To find the upper bound is the last number greater than or equal to K position, we put the array in turn, with the right end as the starting point to search, this time the first element less than or equal to K is the upper bound of the original problem;

You turn the upper bounds into a lower bound, it is not everything in the code is taken for granted;

R = Data.size ()-1, L =-1, because the array in turn, so the right end is the starting point, the end of the position is the first element in front of a position;

Mid = (L + R + 1)/2, because the array is reversed, so the upward one here is actually the downward rounding after the reverse. Summary

You can see that the upper bound can be converted to the lower bound to do, so here is a detailed summary of the practice of seeking the nether.

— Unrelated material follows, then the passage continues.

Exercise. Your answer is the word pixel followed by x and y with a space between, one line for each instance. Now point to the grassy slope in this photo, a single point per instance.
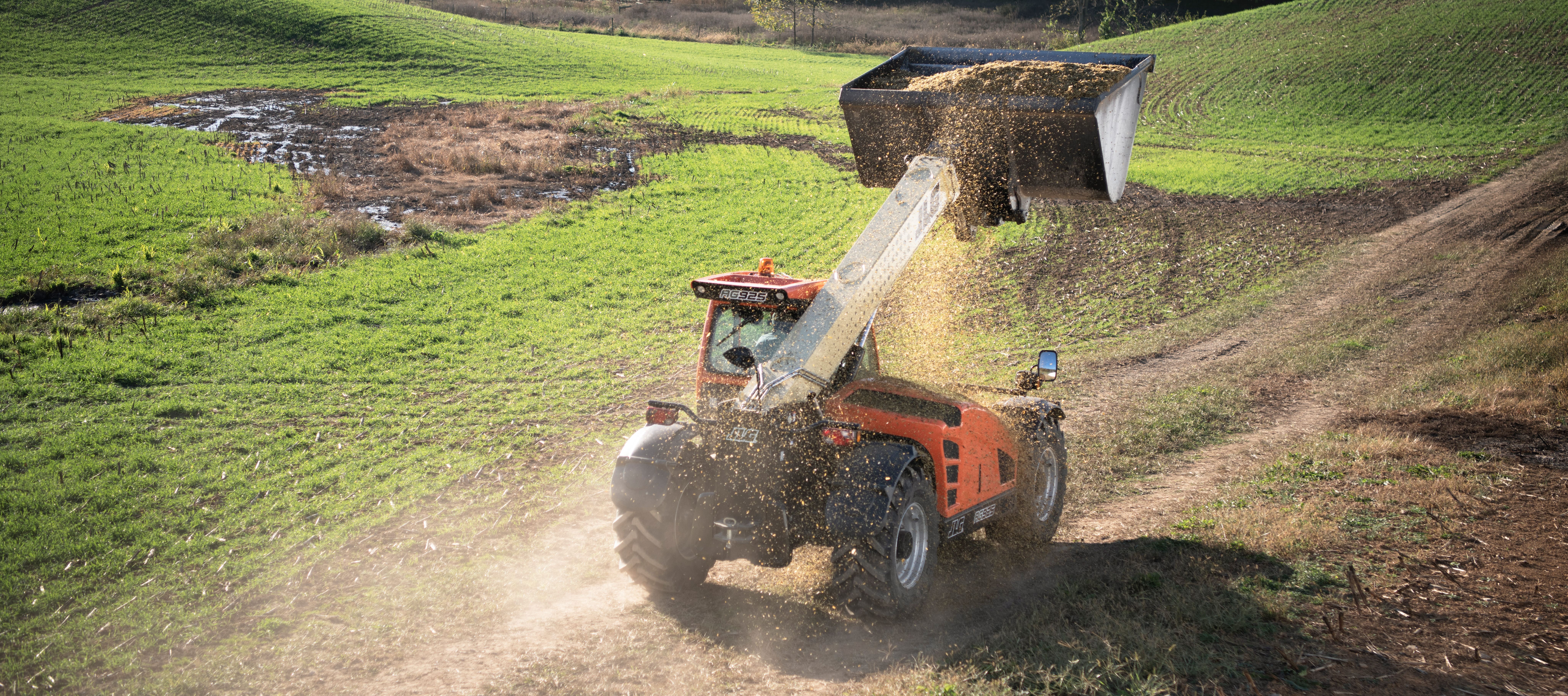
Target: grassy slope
pixel 1330 95
pixel 245 421
pixel 68 214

The first thing in the nether is to determine the range of the left and right end points, because the lower bound is the first to meet the condition conditions , where the condition is to take this method of the nether to generalize, the first to meet the conditions of the position, therefore, the left endpoint as the starting point;

The latter position of the last element is used as the end point, in order to obtain a reasonable value in the solution without satisfying the condition (the latter position of the last element indicates that the nether is not found);

The midpoint is taken close to the beginning of the end, depending on the location of the next selection of downward rounding or upward into one;

In the narrow range, if the mid satisfies the condition, then the R = Mid, this can narrow the range ([mid + 1, R) is certainly not satisfied with the condition, but mid may be the answer, it's OK, we let l to equal to mid-line, R just narrow the range), and, this can guarantee there must be a solution;

If the mid does not meet the conditions, it makes L = mid + 1, because [L, mid] is bound to not meet the conditions, so let L step closer to R to find the answer to meet the conditions.

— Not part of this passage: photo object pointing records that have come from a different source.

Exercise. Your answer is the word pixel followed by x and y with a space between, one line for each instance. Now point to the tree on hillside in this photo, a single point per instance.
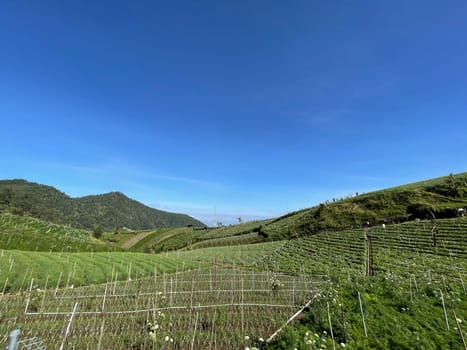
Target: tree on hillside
pixel 98 231
pixel 6 196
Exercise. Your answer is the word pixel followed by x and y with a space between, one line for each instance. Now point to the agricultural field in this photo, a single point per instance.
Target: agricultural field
pixel 31 234
pixel 403 287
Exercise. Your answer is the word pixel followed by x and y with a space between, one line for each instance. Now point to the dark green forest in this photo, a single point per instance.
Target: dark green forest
pixel 109 212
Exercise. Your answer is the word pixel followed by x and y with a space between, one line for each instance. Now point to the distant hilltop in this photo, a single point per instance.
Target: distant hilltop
pixel 110 211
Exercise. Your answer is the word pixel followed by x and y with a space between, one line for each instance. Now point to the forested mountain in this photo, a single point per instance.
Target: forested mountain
pixel 109 211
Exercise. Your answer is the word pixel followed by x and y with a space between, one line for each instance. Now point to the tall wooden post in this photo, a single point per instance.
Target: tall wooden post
pixel 368 253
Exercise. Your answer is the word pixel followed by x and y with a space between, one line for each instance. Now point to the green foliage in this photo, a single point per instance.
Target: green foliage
pixel 26 233
pixel 110 211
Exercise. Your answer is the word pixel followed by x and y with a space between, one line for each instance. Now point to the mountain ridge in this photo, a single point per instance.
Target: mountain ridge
pixel 109 211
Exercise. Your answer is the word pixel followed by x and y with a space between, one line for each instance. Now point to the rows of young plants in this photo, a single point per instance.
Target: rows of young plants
pixel 27 233
pixel 48 269
pixel 234 230
pixel 200 309
pixel 416 298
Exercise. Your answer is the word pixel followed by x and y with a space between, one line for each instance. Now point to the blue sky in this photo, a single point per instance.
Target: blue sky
pixel 222 109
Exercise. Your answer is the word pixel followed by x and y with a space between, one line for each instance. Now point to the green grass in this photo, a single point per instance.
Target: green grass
pixel 18 268
pixel 26 233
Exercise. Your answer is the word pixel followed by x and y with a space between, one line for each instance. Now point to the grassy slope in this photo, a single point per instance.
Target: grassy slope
pixel 440 197
pixel 26 233
pixel 402 302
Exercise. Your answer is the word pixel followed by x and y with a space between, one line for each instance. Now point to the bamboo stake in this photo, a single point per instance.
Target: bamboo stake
pixel 459 330
pixel 67 332
pixel 363 315
pixel 444 308
pixel 330 327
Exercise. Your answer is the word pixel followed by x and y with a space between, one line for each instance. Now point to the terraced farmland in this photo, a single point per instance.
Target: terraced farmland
pixel 207 308
pixel 26 233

In this way, you can follow this method of finding the nether in either of the 64 binary points. Templates

Class Solution {public:static bool Cmp1 (const int &A, const int &b) {return a >= B;
    } static bool Cmp2 (const int &AMP;A, const int &b) {return a <= B;
        }//Seek the Nether int Getdown (vector<int> data, int k, BOOL (*CMP) (const int &, const int &)) {
        int L, R; for (l = 0, r = data.size (); l < R;)
            {int mid = (L + r)/2;
            if (!cmp (Data[mid], k)) L = mid + 1;
        else R = Mid;
    } return L; }//seek upper bound int getup (vector<int> data, int k, BOOL (*CMP) (const int &, const int &)) {in
        T L, R; for (L =-1, R = Data.size ()-1; l < R;)
            {int mid = (L + R + 1)/2;
            if (!cmp (Data[mid], k)) R = mid-1;
        else L = mid;
    } return L; } int GETNUMBEROFK (vector<int> data, int k) {int up= GetUp (data, K, cmp2), down = Getdown (data, K, CMP1);
        return Up-down + 1;
return GetUp (data, K, &cmp)-Getdown (data, K, &cmp) + 1; };

This template is written in the context of the above topic, with a function pointer, so that the problem can be generalized, this function pointer to a comparison function, this comparison function you write the legal conditions, STL S T L STL is so designed their lower_bound. other

Since the STL S T L STL, I'll tell you again upper_bound function, Lower_bound function and we said above to seek the nether is exactly the same, but, Upper_bound is a bit different, it is also the upper bound, but the answer is the upper bound of the latter position;

Using what we have just said for the nether, we can adapt the method to find the nether, so that it can also ask for the upper bound, so that the modified function is the same as upper_bound, but such an adapted function is only suitable for the above topic background, specific problems specific analysis, which is why the STL S T L STL has lower_bound Why do you want to engage in a upper_bound reason;

The function body of the nether is not moved, just change the CMP2. Think about the position of the last element greater than or equal to K, and if we get the position of the first element greater than K, then this position is the next position of the answer, so the contents of CMP2 are changed to return a > b; and then call Getdown (data, K, CMP2) The next position of the upper bound can be obtained.